Guidelines and Standards
Bilingualism is a major focus of research in academic, educational, and clinical fields, but there are no clear guidelines on measuring language dominance. Instead, researchers have relied on a variety of means to evaluate bilingual language abilities, including:
- Language choice4,20
- Proficiency tests1
- Psycholinguistic tasks7,9,10
- Experiential criteria3
- Psychosocial criteria19
More and more researchers are calling for standardization of assessment tools across disciplines in order to specify effects of bilingualism on social interaction, academic success, cognition, and other human activity.2,11,12,17,22,23 Standards would also serve to increase comparability between experimental studies and enhance interpretation of results. The BLP offers a systematic means of conceptualizing and evaluating bilingual language dominance that will go a long way toward meeting demands for standardization and guidelines on measuring dominance.
Non-Research Uses for the BLP
The BLP is a valuable instrument outside of research settings. Teachers, guidance counselors, and school administrators, for example, can use the BLP to gather demographic information about the students in their schools. Bilingual education, literacy development, heritage learning, and communication sciences are just a few contexts in which we envision use of the BLP. Other applications include clinical and workplace settings, where the BLP can be used to collect language history information about clients and employees. What is now guesswork about the linguistic profiles of bilinguals in these various settings can be replaced with BLP data for greater descriptive power.

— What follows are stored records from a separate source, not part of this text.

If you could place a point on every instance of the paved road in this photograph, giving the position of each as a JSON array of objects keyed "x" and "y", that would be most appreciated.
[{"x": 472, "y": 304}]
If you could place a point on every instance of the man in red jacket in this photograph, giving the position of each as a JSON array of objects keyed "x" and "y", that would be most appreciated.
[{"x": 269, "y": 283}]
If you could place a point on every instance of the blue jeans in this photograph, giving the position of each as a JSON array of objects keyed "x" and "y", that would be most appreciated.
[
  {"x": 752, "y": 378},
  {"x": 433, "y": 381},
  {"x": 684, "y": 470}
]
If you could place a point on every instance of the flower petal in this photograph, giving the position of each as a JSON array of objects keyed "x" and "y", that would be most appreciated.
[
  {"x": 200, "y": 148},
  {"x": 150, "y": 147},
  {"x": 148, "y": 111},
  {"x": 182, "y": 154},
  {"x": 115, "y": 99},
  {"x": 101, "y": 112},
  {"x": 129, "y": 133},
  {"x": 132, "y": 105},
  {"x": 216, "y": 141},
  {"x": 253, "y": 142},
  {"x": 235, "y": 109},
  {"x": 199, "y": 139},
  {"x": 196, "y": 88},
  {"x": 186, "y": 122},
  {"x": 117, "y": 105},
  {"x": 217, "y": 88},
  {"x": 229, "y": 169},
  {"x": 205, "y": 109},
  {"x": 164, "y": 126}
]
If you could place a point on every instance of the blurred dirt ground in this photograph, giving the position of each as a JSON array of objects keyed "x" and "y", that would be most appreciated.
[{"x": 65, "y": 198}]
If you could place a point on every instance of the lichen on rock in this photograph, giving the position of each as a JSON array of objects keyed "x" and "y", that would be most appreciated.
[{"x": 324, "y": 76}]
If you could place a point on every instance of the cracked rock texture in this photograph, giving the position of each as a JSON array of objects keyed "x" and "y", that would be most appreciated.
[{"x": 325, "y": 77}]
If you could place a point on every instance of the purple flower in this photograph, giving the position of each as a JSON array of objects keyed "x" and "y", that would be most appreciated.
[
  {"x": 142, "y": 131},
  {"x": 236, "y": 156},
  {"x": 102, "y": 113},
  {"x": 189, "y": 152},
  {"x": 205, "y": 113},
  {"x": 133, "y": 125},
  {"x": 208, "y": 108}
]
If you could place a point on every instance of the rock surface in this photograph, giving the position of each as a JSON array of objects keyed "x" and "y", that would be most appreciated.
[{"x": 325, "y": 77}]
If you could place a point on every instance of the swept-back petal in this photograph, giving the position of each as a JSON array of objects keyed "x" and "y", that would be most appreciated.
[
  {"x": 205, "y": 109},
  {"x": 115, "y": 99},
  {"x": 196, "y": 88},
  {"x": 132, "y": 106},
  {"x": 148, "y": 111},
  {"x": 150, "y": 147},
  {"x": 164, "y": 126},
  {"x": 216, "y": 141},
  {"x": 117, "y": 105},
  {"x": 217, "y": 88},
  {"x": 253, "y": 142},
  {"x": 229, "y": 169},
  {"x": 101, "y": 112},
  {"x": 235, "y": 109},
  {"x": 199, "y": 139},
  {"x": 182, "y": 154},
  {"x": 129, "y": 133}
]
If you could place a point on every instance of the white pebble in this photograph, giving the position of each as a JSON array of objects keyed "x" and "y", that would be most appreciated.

The BLP is a multi-measure questionnaire designed to reflect the gradient nature of language dominance and the many factors influencing it, including:
- Age of acquisition/exposure9
- Years of schooling15
- Frequency/function of use13
- Linguistic environment8
- Language attitudes19
- Processing ability2,16
A first step in creating the BLP was to clarify that dominance is conceptually distinct from proficiency, though they are easily conflated and often correlated. Dominance is a construct that derives from the nature of bilingualism, of having two languages in one’s mind.12 It involves the relationship between competencies in two languages, and is thus inherently relativistic. Proficiency, on the other hand, does not require a bilingual context for its definition. Even a monolingual can receive a score on a proficiency test.
Gradient dominance highlights the fact that, although bilinguals often need to be classified as dominant in one or the other language, dominance is not necessarily dichotomous. A bilingual may not only be more or less dominant in one language relative to the other, but the relative strength of the two languages can change over a lifetime. Observing that practical ways of measuring dominance as a gradient construct are scarce motivated development of the BLP instrument.